Ketua KMBS NTB Dr. Ibrahim Ahmad, S.E,, M..Si, Ak. CA mengemukakan kisah awalnya pelaksanaan kegiatan ini yang kemudian memilih digelar di hotel.
“Kita selama ini melaksanakan kegiatan seperti ini di kampus -kamus UIN Alauddin dan YPUP serta beberapa tempat lainnya, namun kali ini dilaksanakan di hotel. Memang ada kekhawatiran kita tidak mampu, namun dengan jiwa dan semangat besar warga Bima di Sulsel, akhirnya kegiatan ini dilaksanakan di hotel berbintang,” ujar mantan Ketua Perguruan Tinggi Swasta (PTS) Yayasan Pendidikan Ujung Pandang (YPUP) ini.
Ibrahim Ahmad mengatakan, jika kita tidak memiliki jiwa dan semangat besar untuk melaksanakan sesuatu, jelas kegiatan besar seperti ini tidak akan dapat dilaksanakan. Dan, kita hanya akan melaksanakan kegiatan yang kecil-kecil saja.
“Orang Bima di Sulsel ini mampu melaksanakan sesuatu secara bersama-sama. Profesornya saja sudah 18 orang dalam berbagai disiplin ilmu. Mereka yang bergelar doktor malah dua kali lipat dari jumlah menjabat Profesor,” ujar Ibrahim Ahmad yang baru setahun menjabat Ketua KMBS Nusa Tenggara Barat tersebut setelah beberapa tahun silam juga pernah memimpin organisasi kerukunan masyarakat diaspora Bima ini.
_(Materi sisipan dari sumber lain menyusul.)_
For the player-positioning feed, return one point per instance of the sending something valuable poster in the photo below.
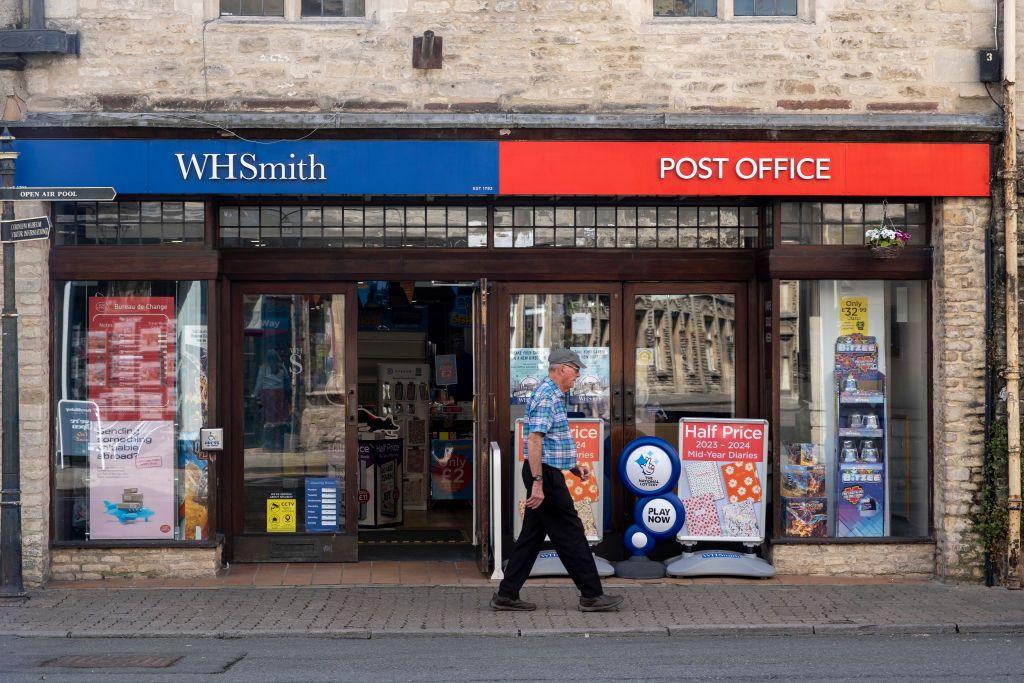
(131, 480)
(131, 371)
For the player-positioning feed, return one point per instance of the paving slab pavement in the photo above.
(369, 611)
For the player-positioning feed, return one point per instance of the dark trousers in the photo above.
(556, 518)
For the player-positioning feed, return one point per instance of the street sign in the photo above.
(24, 229)
(57, 194)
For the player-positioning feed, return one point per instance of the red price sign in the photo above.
(723, 440)
(454, 475)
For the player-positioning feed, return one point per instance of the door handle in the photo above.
(351, 406)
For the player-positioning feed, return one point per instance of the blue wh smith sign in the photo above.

Penceramah Halal Bihalal Ir.H. Ilah Muhammad, S.Ag. menyebutkan, orang-orang yang melaksanakan ibadah puasa dengan “laa ilaaha illallah” pastilah lahir pada dirinya selain mampu mengendalikan hawa nafsunya, juga akan bersikap tawaddu’, orang yang senantiasa merendahkan dirinya kepada Allah. Tidak ada di dalam dirinya sifat angkuh, sombong, dan dia selalu merendahkan dirinya kepada Allah swt. Artinya, membuka dirinya dengan segala hal, termasuk terhadap sesama orang lain tanpa memandang status sosial.
“Tidaklah seseorang yang memiliki sifat tawaddu, kecuali Allah akan mengangkat derajatnya dan keimanan yang ada pada dirinya. Imanya bertambah kuat dan tidak terpengaruh dengan apa yang menimpa dirinya,” ujar lulusan Sarjana Teknik Mesin Universitas Muslim Indonesia (UMI) ini.
Pria kelahiran Kampung Bugis Sape Bima ini menyebutkan, apapun yang menghantam seorang yang memiliki sikap merendahkan diri kepada Allah baik dengan harta benda dan jabatan, tidak akan pernah goyah sekali pun. Bahkan, imannya dijaga oleh Allah. Bagaimana caranya, orang yang tawaddu itu selalu dilindungi Allah.
“Jika dia melakukan atau berkata yang tidak baik, akan selalu berkata “astagfirullahul adzim. Orang yang tawaddu dan melaksanakan halal bihalal ini adalah Allah mengangkat akhlaknya. Mereka ini adalah orang-orang yang selalu merendahkan diri yang di dalam bahasa Mbojo (bahasa Bima), ‘maja labo dahu” (malu dan takut) ” ujar ayah empat anak tersebut.